Replacing Ansible Vault Sprawl with CertLocker

This was good craic to build because it was not just a feature ticket. It was one of those infrastructure problems that only gives you a proper answer after you chase it through Ansible, Gateway tokens, PEM files, groups, deployment failures, and your own assumptions.

Ansible Vault was not the villain here. It did its job: encrypt sensitive values in a repo so we could keep deploying. The problem was the centre of gravity. As CertLocker matured, it became harder to justify keeping the sensitive deployment material in encrypted files beside the playbooks.

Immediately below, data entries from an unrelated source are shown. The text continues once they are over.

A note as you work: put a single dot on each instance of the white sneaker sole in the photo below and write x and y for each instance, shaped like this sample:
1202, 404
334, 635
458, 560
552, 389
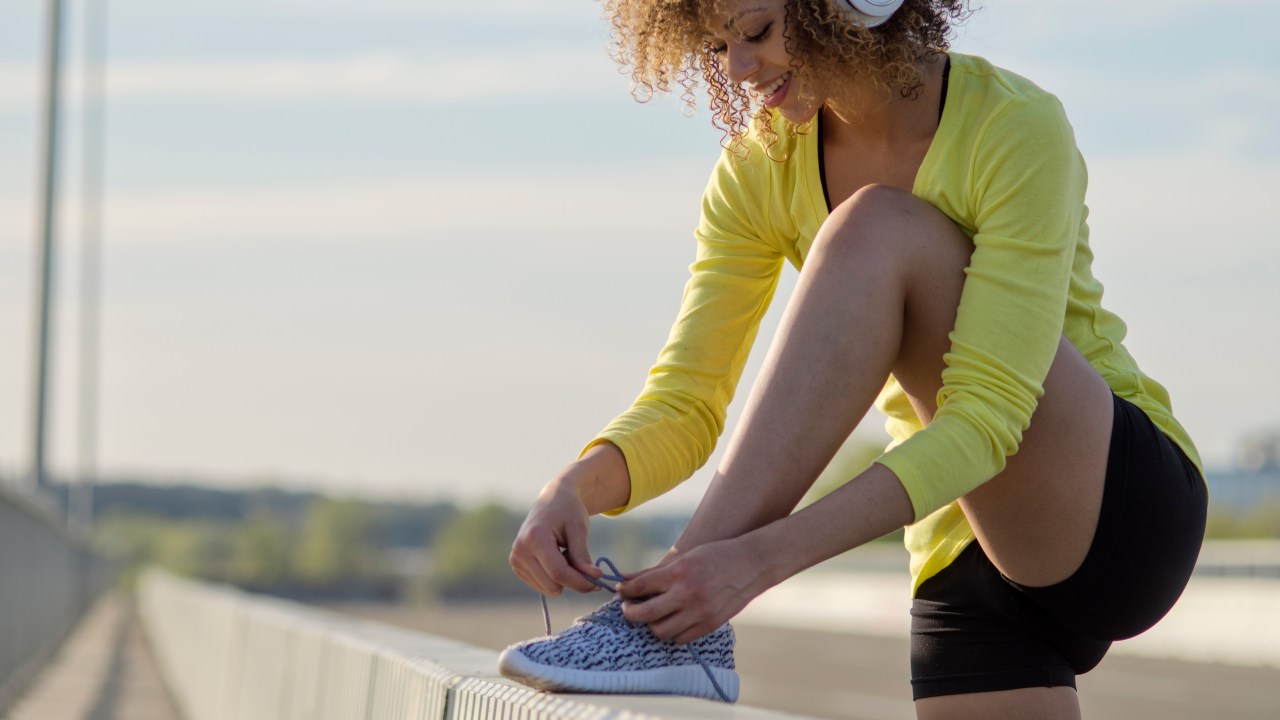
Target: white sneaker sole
676, 679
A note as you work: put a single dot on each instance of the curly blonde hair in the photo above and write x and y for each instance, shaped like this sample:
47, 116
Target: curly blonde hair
664, 44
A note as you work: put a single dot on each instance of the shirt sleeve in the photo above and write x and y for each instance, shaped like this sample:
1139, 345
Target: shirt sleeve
672, 427
1027, 181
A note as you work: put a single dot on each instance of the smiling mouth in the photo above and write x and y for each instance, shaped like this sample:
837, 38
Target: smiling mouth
767, 91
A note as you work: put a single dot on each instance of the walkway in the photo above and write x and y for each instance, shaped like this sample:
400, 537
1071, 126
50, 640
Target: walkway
103, 671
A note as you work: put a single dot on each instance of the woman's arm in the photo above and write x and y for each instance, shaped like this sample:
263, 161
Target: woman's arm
551, 551
714, 573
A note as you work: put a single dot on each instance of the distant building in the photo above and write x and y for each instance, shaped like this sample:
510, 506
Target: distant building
1243, 490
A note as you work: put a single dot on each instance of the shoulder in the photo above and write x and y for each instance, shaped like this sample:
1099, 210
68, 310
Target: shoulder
996, 96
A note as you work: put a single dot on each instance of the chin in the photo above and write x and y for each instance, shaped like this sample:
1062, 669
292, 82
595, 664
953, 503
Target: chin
796, 115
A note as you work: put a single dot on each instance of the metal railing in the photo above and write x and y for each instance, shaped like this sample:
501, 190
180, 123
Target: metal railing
48, 579
229, 654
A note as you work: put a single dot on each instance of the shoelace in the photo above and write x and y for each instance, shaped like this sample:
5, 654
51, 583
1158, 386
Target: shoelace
615, 575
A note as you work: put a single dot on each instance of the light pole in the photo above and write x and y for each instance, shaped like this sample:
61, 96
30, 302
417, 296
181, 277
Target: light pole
44, 281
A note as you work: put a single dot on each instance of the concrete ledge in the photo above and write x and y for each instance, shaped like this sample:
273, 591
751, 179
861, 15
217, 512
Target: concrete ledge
228, 654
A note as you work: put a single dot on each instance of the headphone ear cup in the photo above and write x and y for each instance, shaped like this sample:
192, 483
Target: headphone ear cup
869, 13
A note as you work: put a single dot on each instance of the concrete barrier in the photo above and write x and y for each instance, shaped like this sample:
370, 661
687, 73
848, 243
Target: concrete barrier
233, 655
49, 579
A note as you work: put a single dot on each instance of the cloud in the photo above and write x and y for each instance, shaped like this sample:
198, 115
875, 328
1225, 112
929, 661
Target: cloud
428, 206
366, 77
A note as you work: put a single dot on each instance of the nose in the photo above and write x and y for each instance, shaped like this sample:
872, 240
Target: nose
741, 62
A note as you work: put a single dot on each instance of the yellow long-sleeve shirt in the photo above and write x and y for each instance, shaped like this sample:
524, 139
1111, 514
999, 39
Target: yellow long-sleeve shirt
1004, 165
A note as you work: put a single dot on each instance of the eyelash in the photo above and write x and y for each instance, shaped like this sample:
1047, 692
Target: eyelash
758, 37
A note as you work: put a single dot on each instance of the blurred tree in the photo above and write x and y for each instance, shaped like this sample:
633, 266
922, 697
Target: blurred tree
261, 548
471, 555
336, 545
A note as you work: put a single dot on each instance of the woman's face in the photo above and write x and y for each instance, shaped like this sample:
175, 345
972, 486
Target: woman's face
748, 36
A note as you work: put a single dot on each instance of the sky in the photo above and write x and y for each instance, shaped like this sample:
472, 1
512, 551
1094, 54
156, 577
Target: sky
426, 249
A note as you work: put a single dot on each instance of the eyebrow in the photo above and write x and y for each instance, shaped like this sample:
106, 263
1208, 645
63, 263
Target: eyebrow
728, 24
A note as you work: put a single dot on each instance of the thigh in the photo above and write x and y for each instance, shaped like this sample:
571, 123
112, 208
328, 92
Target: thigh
1148, 536
973, 632
1037, 518
1029, 703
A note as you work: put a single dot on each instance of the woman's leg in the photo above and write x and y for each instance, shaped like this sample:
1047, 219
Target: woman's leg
878, 295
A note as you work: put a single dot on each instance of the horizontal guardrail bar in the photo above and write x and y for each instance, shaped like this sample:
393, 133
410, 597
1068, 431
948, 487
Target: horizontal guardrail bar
233, 655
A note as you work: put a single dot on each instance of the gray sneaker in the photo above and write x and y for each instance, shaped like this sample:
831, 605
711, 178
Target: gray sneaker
603, 652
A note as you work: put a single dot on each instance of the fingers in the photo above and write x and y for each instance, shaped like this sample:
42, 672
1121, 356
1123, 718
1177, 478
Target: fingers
538, 559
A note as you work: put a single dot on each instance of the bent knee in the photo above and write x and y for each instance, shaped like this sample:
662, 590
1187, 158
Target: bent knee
881, 218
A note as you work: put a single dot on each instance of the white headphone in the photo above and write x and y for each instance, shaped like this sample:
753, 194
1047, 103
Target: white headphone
871, 13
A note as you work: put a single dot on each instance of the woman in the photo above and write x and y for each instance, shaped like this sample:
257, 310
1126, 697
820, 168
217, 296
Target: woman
935, 205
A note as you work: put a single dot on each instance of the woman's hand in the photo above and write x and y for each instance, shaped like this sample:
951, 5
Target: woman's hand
551, 551
691, 593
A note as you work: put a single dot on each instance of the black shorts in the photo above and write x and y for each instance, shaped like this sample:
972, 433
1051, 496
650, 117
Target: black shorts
976, 630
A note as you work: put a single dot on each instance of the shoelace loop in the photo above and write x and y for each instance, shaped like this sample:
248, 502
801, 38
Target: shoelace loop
615, 575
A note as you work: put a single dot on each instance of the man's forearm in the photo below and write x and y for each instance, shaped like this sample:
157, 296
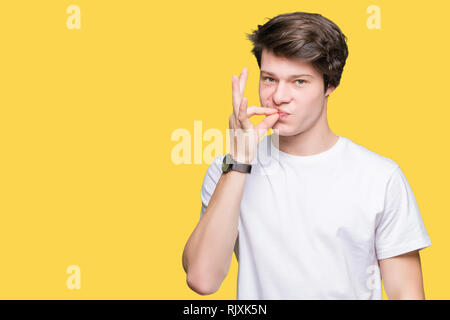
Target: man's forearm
209, 250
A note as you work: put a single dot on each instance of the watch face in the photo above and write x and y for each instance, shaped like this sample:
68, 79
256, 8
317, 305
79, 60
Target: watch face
226, 167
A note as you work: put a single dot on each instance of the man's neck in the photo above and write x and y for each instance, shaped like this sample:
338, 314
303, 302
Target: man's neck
307, 143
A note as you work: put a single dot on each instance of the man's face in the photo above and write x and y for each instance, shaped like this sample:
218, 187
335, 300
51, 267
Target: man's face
295, 87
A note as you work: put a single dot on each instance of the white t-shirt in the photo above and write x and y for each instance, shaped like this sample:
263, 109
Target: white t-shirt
314, 227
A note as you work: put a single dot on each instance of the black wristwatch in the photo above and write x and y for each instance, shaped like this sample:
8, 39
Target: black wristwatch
230, 164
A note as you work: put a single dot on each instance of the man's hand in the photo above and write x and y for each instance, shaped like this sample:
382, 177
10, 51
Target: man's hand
244, 136
402, 276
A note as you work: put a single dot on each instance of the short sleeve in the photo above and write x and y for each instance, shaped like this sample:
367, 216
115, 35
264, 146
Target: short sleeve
210, 180
400, 228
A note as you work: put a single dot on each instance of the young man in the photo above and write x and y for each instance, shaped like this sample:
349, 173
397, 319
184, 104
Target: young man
316, 216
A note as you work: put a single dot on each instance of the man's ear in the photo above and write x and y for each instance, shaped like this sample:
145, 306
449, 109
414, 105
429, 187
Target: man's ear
329, 90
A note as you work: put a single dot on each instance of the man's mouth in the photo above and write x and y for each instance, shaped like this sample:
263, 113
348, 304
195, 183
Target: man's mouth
282, 114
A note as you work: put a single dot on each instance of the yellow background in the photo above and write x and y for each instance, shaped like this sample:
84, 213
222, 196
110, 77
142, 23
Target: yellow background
86, 176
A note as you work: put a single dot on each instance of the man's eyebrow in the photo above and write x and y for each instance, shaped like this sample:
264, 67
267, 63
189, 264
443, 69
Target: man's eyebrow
292, 76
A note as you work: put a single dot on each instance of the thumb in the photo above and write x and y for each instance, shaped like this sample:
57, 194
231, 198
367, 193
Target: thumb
267, 123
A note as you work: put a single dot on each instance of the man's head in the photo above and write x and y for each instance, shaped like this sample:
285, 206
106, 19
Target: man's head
298, 43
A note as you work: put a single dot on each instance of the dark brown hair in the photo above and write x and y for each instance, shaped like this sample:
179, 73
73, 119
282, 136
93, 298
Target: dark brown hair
309, 37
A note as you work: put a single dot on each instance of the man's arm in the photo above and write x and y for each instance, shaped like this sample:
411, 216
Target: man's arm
402, 276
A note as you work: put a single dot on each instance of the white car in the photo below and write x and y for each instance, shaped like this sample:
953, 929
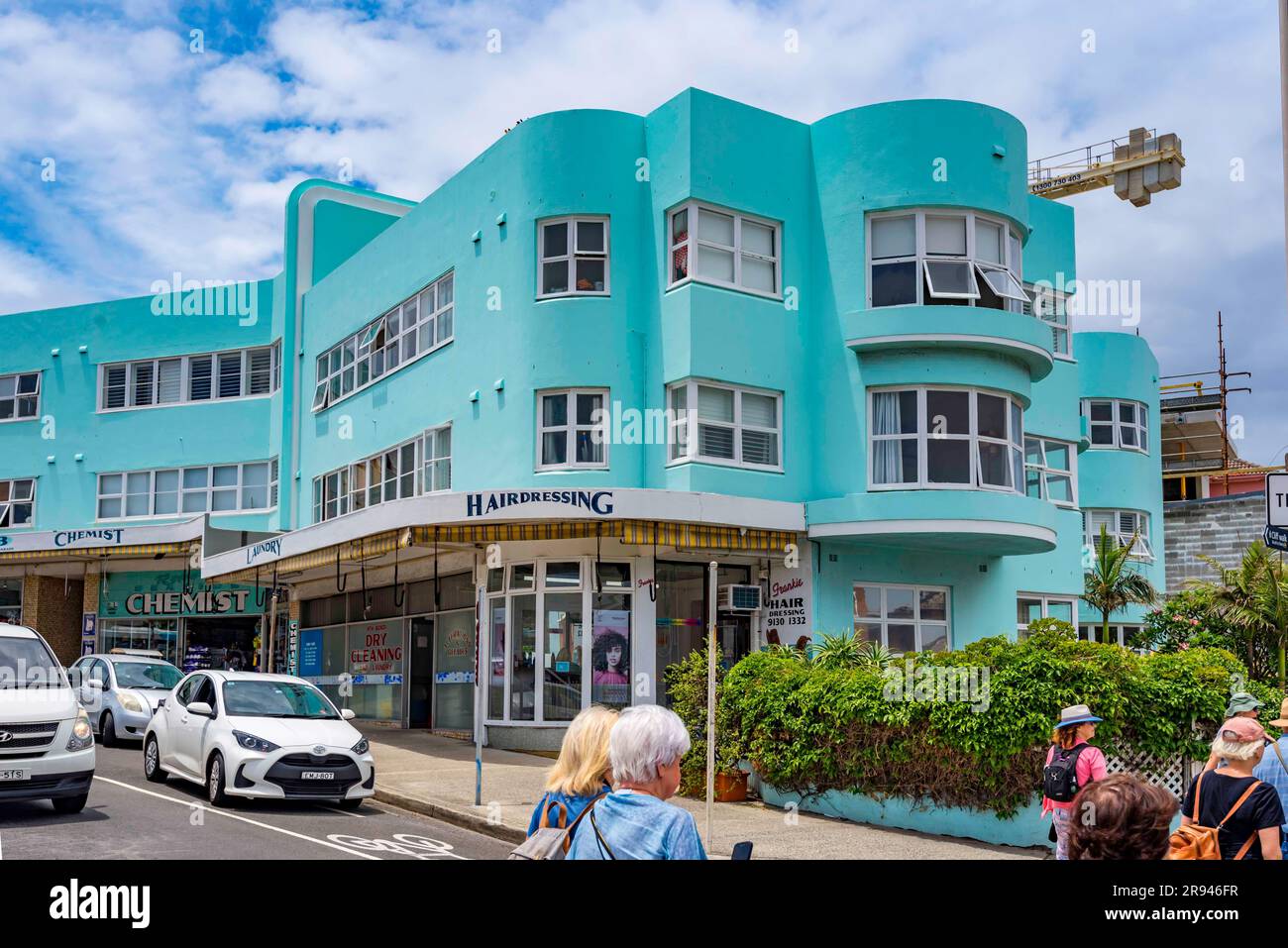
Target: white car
246, 734
47, 745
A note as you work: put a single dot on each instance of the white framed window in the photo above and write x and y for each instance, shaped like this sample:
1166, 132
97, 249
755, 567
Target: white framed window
215, 488
1121, 526
572, 257
716, 423
944, 438
437, 459
188, 378
17, 502
1029, 607
415, 327
941, 257
1120, 633
408, 469
571, 429
903, 618
1051, 305
20, 397
1050, 471
724, 248
1117, 423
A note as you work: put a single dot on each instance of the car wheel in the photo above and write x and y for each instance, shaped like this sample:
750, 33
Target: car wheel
215, 782
153, 762
69, 804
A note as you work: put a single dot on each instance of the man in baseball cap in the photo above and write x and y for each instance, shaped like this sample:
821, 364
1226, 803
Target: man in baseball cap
1274, 768
1241, 704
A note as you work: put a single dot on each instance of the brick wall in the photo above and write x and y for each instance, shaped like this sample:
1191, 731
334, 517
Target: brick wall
1219, 527
52, 605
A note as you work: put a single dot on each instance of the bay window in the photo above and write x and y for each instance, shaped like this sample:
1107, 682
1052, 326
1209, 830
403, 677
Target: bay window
572, 258
724, 248
1117, 423
932, 437
944, 258
903, 618
1048, 471
725, 424
571, 429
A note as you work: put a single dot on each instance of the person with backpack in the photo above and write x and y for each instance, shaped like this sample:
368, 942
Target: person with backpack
581, 776
1228, 813
1274, 768
1072, 764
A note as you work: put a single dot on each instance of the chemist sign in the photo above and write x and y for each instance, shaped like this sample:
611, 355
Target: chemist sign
1276, 511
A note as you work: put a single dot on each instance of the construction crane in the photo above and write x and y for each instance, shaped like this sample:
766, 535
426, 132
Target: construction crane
1136, 167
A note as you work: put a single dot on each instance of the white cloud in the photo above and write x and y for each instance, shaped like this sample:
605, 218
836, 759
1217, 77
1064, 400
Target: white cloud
165, 161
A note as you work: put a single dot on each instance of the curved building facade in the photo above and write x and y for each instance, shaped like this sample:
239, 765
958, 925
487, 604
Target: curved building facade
609, 352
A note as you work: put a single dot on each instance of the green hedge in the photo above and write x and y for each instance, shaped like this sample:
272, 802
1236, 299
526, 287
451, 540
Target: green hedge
809, 729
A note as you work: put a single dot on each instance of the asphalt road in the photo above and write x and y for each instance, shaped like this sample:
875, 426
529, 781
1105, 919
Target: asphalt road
129, 818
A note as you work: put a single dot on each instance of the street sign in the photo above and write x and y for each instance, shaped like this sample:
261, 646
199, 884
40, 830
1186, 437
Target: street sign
1276, 500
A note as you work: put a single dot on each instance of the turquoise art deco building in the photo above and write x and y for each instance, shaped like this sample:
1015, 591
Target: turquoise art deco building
610, 351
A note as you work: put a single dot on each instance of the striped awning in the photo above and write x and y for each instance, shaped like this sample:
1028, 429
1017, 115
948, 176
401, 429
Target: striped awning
683, 536
349, 552
99, 552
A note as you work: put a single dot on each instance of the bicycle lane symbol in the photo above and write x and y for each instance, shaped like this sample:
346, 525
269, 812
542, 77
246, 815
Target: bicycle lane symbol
402, 844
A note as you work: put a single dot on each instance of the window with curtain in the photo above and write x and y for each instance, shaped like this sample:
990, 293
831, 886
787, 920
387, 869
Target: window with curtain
725, 249
931, 437
725, 424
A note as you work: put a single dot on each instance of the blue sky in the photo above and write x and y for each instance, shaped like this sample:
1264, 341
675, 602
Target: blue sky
168, 158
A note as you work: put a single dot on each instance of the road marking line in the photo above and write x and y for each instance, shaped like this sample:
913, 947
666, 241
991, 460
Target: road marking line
191, 804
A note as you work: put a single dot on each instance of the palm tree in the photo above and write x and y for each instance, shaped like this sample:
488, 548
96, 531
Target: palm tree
1253, 597
1113, 583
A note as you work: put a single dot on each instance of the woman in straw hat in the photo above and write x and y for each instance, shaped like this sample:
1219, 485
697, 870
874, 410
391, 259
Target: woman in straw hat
1072, 764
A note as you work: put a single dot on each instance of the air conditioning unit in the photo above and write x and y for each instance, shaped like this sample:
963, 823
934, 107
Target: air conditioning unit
734, 597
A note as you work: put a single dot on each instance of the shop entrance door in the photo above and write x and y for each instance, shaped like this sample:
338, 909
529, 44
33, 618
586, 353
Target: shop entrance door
421, 669
454, 672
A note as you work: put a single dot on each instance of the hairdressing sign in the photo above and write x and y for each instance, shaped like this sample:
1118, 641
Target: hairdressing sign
790, 605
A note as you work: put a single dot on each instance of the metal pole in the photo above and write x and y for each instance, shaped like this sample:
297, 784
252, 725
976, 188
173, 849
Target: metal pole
480, 610
712, 578
1283, 104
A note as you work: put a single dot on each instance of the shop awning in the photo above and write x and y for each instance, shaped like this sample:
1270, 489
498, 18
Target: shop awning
349, 552
99, 552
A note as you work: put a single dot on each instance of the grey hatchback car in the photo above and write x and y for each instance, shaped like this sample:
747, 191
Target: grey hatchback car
121, 691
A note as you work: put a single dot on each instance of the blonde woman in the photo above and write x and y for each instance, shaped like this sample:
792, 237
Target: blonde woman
581, 775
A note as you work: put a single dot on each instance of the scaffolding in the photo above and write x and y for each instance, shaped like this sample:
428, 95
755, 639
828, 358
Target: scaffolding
1196, 424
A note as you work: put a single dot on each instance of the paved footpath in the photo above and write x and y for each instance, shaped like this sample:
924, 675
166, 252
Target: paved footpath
129, 818
434, 775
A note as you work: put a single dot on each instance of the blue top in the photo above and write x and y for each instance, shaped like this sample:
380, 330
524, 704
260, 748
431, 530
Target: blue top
638, 826
574, 804
1273, 773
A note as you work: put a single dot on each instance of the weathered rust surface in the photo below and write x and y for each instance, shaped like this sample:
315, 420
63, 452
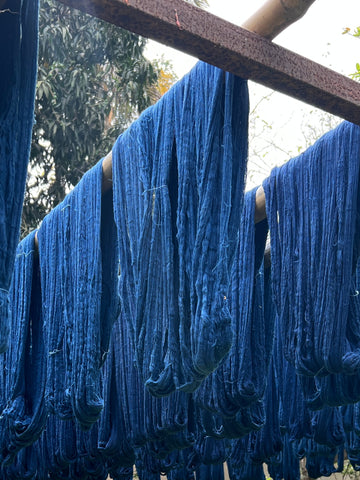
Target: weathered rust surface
232, 48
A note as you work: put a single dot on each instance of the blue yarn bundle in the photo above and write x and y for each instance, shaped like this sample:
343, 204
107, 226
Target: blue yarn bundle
312, 207
24, 415
178, 186
18, 60
240, 380
79, 307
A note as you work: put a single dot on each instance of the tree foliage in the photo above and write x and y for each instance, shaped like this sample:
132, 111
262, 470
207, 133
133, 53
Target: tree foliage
93, 80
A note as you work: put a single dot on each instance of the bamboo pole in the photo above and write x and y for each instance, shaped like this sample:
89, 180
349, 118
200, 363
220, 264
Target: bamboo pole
275, 16
270, 20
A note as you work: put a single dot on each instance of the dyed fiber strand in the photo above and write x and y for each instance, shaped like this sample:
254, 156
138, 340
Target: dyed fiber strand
77, 320
312, 207
25, 413
178, 184
240, 380
18, 60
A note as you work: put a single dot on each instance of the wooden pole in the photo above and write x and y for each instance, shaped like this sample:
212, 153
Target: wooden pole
235, 49
276, 15
271, 19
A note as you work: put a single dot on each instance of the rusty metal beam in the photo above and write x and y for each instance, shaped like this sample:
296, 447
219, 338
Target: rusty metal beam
232, 48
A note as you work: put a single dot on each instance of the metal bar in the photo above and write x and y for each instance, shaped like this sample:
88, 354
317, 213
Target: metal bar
232, 48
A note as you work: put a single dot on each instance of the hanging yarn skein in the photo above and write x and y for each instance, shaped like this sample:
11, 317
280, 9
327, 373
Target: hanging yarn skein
313, 210
18, 60
241, 379
24, 415
178, 176
80, 304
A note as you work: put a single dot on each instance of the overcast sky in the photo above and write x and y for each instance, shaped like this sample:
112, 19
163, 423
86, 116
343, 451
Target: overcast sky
317, 36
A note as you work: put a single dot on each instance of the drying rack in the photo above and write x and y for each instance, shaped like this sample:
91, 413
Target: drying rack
245, 51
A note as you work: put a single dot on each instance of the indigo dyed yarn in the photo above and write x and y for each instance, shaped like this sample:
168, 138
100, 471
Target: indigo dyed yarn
178, 186
79, 300
24, 417
240, 380
313, 211
18, 60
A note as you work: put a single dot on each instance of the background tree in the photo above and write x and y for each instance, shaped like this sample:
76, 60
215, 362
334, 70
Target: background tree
93, 80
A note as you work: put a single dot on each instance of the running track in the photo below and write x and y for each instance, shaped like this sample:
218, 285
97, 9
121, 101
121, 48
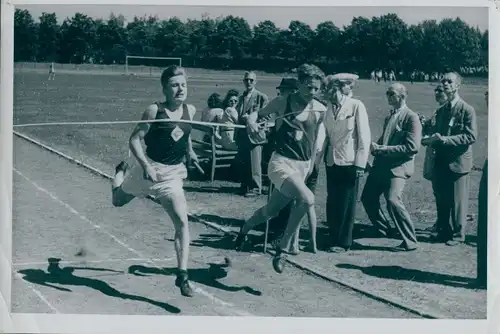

We are trying to be transparent with how CertLocker is being built. Some weeks are shiny UI work. Some weeks are HAProxy, Pebble, Gateway routes, Postgres keys, or deployment scripts. This was the second kind: useful infrastructure work that makes the deployment path cleaner.

CertLocker is meant to be an infrastructure trust control plane. If we still need a separate Vault-shaped dependency to deploy our own certificate platform, then the control plane is not finished. This migration is part of closing that loop.

What changed

The interesting part is the boundary it changes. We did not start with "replace Ansible Vault" as a slogan. We started with the pieces CertLocker already needed to support this kind of deployment:

Gateway support for creating and reading secrets with automation tokens.
Group-scoped access so records can belong to environments such as dev02 and dev03.
A Gateway lookup endpoint that resolves a secret by stable name.
PEM secret support for certificate private keys.
ACME, HAProxy, Cloudflare DNS, Pebble, and Let's Encrypt certificate delivery.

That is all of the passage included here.